Recorded for a smidgen over $600, some Nirvana die-hards argue that Bleach is Nirvana’s finest work. Such connoisseur’s say that while Nevermind is revered as the soundtrack for ‘Generation X’, its reluctant spokesman, Kurt Cobain, shows his true colours in Bleach – before the unwanted fame that ultimately cost his life took a hold.

Sophomore release, Nevermind, gripped the music world and thrust Cobain into the celebrity role he seemed to detest, but it also triggered interest in Bleach and uncovered the gems that had been hidden, with original sales of just 6,000 copies.

Subsequent Nirvana albums had a lyrical complexity to them, matching the personal struggles that Cobain went through whilst writing them. Bleach differs since its quality lies in the simplicity of the songs that deliver the crux of the album – the boredom of growing up as a confused teenager in a sleepy part of conservative America.

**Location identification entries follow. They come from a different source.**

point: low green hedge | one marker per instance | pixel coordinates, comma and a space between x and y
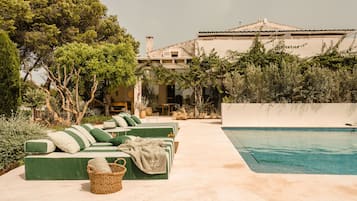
14, 131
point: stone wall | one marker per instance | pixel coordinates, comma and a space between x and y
286, 115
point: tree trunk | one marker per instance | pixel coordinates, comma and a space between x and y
33, 109
107, 102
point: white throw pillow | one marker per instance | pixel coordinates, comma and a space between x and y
120, 121
109, 124
79, 134
100, 165
85, 133
64, 142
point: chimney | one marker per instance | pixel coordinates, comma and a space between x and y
149, 44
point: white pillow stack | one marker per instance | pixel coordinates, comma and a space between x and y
120, 121
80, 135
100, 165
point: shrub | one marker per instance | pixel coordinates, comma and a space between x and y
14, 131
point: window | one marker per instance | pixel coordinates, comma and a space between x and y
174, 53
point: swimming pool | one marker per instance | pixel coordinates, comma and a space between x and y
297, 150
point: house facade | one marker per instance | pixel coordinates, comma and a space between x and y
296, 41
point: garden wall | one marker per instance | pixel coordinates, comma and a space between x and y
288, 114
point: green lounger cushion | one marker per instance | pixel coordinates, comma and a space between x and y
41, 146
100, 135
136, 119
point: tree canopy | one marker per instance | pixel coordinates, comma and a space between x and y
9, 76
39, 26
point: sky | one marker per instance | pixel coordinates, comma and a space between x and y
174, 21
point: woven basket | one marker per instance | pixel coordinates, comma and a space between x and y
104, 183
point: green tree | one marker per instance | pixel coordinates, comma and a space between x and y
34, 98
118, 63
73, 61
9, 76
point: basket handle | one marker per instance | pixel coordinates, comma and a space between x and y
90, 168
120, 159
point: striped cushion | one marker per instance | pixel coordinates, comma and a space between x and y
76, 138
80, 135
88, 127
42, 146
136, 119
120, 121
64, 142
85, 133
100, 135
129, 121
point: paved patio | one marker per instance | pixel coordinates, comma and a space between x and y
206, 168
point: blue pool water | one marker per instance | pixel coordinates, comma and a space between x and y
297, 150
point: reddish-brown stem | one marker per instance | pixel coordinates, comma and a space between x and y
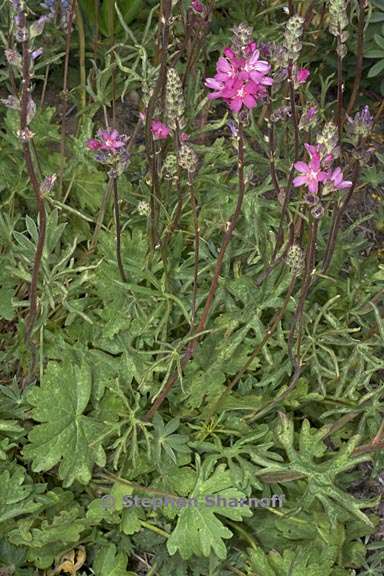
118, 229
269, 331
336, 219
214, 284
65, 90
272, 149
197, 41
196, 244
159, 90
24, 132
298, 317
359, 56
340, 105
287, 196
179, 189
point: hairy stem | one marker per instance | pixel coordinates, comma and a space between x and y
83, 73
65, 91
25, 98
340, 104
298, 317
359, 56
295, 124
100, 217
118, 229
158, 91
214, 284
196, 243
336, 219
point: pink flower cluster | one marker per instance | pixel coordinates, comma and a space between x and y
160, 131
240, 81
319, 170
109, 141
110, 149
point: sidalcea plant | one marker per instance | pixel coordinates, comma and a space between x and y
110, 149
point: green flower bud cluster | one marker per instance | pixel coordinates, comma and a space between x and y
328, 139
143, 208
292, 37
174, 100
338, 22
169, 168
188, 158
242, 36
295, 259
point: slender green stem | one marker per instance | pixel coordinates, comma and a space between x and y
118, 229
83, 73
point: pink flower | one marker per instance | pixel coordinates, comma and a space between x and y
336, 179
109, 141
257, 69
302, 76
243, 93
240, 81
93, 144
311, 173
197, 6
217, 86
159, 130
227, 68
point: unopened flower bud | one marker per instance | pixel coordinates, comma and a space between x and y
25, 135
361, 124
143, 208
11, 102
47, 184
242, 37
292, 37
174, 100
187, 158
13, 57
317, 211
169, 169
295, 259
328, 140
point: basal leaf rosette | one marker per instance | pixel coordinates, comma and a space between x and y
65, 436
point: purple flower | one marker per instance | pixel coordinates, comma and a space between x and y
243, 93
36, 53
197, 6
240, 81
336, 179
302, 76
361, 124
109, 141
159, 130
13, 57
311, 173
110, 149
308, 118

Kicking off with the dirty sound of “Blew” and “Floyd The Barber” – a couple of furious, dark and muddy openers – the albums’ stand-out track follows. “All About A Girl” is a ballad that should be used as a template by today’s Emo tyros, with Cobain’s superb throaty vocal over a much poppier sound than much of what we are normally used to from Nirvana.

“School” is the classic example of the minimalist grunge, with just four lines hidden under a filthy base and the album reaches a thrilling crescendo with the angry duo of “Big Cheese” and “Downer”.

But it is what’s missing that makes Bleach important – Chad Channing’s hit-and-miss drumming before Dave Grohl took over the sticks and the frankly awful rushed production job that leaves the album full of feedback and distortion. Combined, these two factors are what make Bleach special, adding a chaotic and grimy feel that Nirvana, as the darlings of the Seattle grunge scene, stood for.